In sostanza, è legittima l'utilizzazione di qualsiasi elemento con valore indiziario, anche acquisito in modo irrituale, ad eccezione di quelli la cui inutilizzabilità discende da specifica previsione di legge e salvi i casi in cui venga in considerazione la tutela di diritti fondamentali di rango costituzionale.

Ne consegue dunque che sono utilizzabili ai fini della pretesa fiscale anche i dati bancari trasmessi dall'autorità finanziaria francese a quella italiana, ai sensi della direttiva 77/799/CEE, senza onere di preventiva verifica da parte dell'autorità destinataria, anche laddove acquisiti con modalità illecite ed in violazione del diritto alla riservatezza bancaria, dovendo peraltro ribadirsi il principio secondo cui la prova della esistenza di redditi non dichiarati dal contribuente, detenuti in maniera occulta in Paesi c.d. black list, può essere fornita non solo mediante la presunzione legale ex art. 12, comma 2, del D.L. n. 78/2009, convertito con modificazioni dalla legge n. 102/2009 (non applicabile comunque, ratione temporis, alla fattispecie), ma anche per mezzo di un'unica presunzione semplice, purché grave e precisa.
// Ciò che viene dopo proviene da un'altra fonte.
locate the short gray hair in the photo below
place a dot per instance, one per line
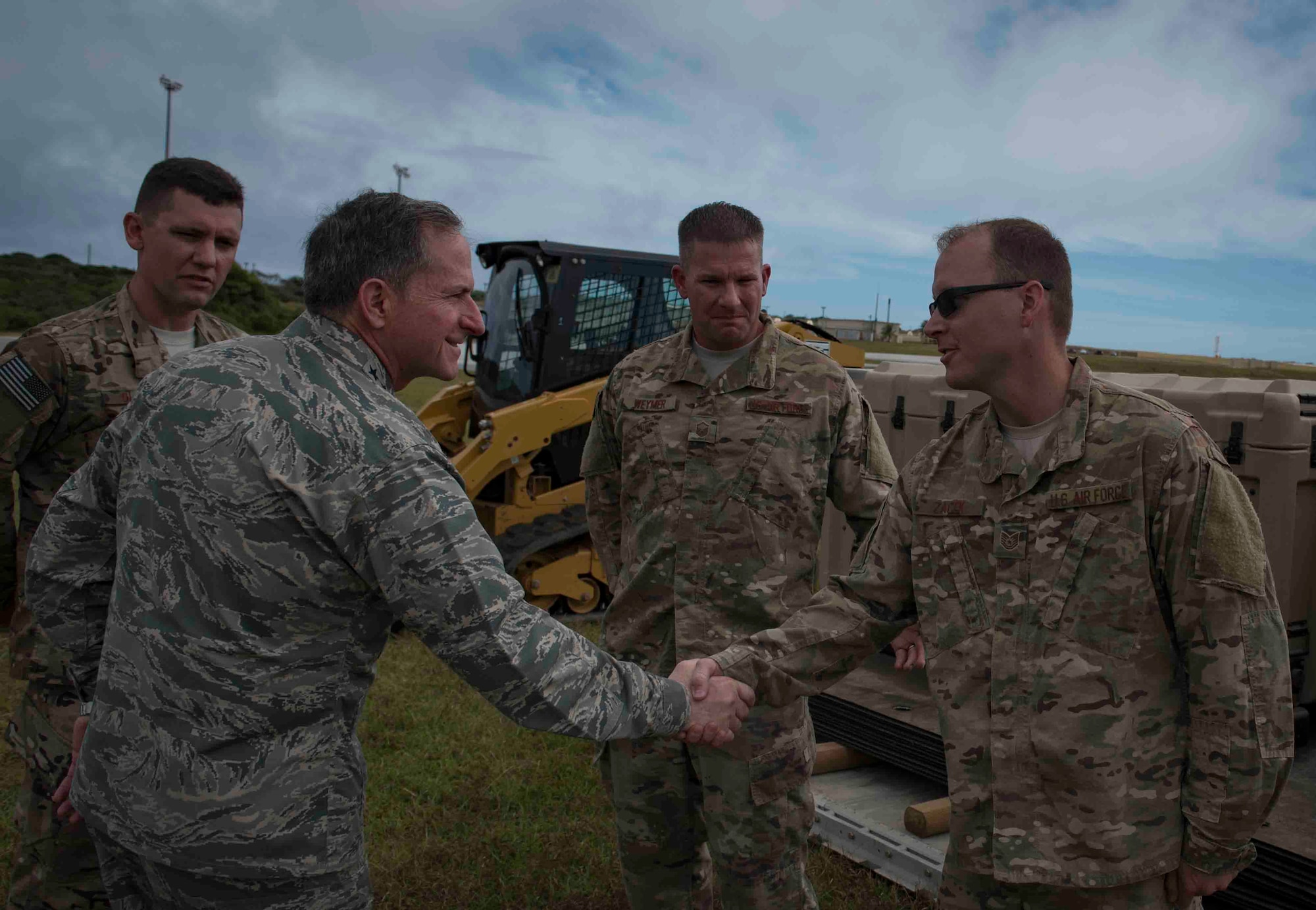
(1023, 250)
(369, 236)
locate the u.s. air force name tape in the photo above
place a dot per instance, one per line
(23, 386)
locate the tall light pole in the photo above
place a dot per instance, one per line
(170, 87)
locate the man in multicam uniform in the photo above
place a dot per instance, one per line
(709, 463)
(61, 384)
(226, 569)
(1103, 640)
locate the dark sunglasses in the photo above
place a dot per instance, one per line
(948, 301)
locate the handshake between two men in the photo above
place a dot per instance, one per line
(718, 704)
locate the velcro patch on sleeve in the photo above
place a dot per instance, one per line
(777, 407)
(652, 404)
(1078, 497)
(1230, 546)
(23, 384)
(949, 508)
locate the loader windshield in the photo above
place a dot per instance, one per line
(511, 300)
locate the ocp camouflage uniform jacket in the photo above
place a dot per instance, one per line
(1105, 644)
(706, 499)
(81, 371)
(91, 362)
(226, 570)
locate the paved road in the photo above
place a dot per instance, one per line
(874, 357)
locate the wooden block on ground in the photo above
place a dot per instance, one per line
(835, 757)
(928, 819)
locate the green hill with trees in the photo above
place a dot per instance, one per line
(39, 288)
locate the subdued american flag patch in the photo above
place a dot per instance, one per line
(23, 386)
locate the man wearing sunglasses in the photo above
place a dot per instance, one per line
(1103, 638)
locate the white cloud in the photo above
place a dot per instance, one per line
(857, 132)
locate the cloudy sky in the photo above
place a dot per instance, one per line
(1171, 145)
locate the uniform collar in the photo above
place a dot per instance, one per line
(757, 368)
(1067, 442)
(148, 351)
(342, 343)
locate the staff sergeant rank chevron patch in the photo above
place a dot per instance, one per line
(23, 386)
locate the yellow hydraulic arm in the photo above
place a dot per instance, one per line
(505, 445)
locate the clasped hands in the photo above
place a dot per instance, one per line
(718, 704)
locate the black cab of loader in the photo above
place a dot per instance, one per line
(559, 315)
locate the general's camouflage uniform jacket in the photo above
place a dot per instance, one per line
(226, 570)
(1105, 645)
(706, 499)
(86, 366)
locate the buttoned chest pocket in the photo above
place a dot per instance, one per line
(651, 475)
(1102, 595)
(948, 586)
(778, 480)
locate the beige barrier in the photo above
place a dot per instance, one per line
(1265, 428)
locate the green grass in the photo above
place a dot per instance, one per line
(1150, 362)
(465, 809)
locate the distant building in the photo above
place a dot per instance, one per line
(855, 329)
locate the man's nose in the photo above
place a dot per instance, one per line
(935, 325)
(473, 318)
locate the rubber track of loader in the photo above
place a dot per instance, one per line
(545, 532)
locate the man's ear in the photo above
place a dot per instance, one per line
(678, 276)
(1036, 305)
(376, 303)
(134, 229)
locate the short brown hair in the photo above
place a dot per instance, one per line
(1026, 250)
(369, 236)
(719, 222)
(193, 175)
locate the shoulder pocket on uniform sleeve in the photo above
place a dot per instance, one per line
(1265, 641)
(1228, 546)
(598, 457)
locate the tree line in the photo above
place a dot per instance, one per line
(39, 288)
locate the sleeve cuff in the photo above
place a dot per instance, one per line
(1214, 857)
(735, 665)
(681, 701)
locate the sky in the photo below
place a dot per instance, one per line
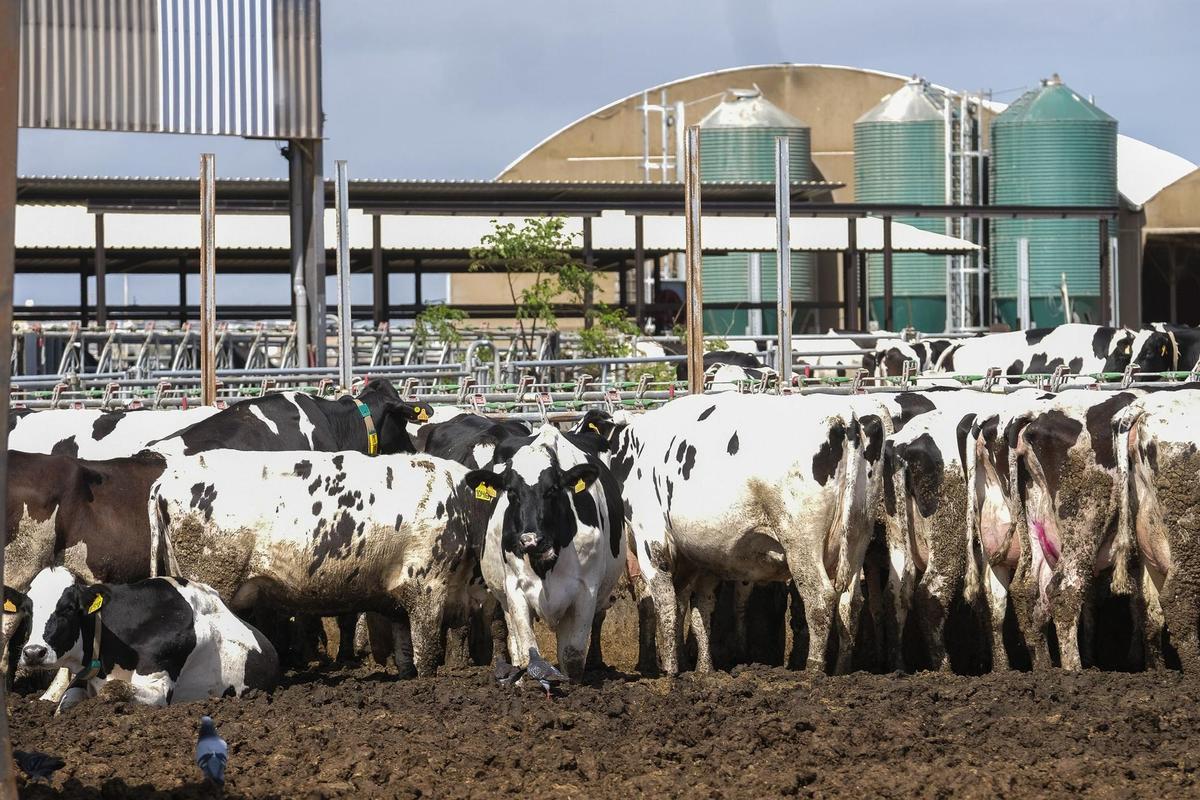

Gli elementi di prova in tema di presunzioni semplici non devono infatti essere necessariamente molteplici, potendo il giudice fondare il suo convincimento anche su un solo elemento, purché, per l'appunto, grave e preciso, laddove il requisito della concordanza assume rilievo solamente in presenza di più elementi presuntivi.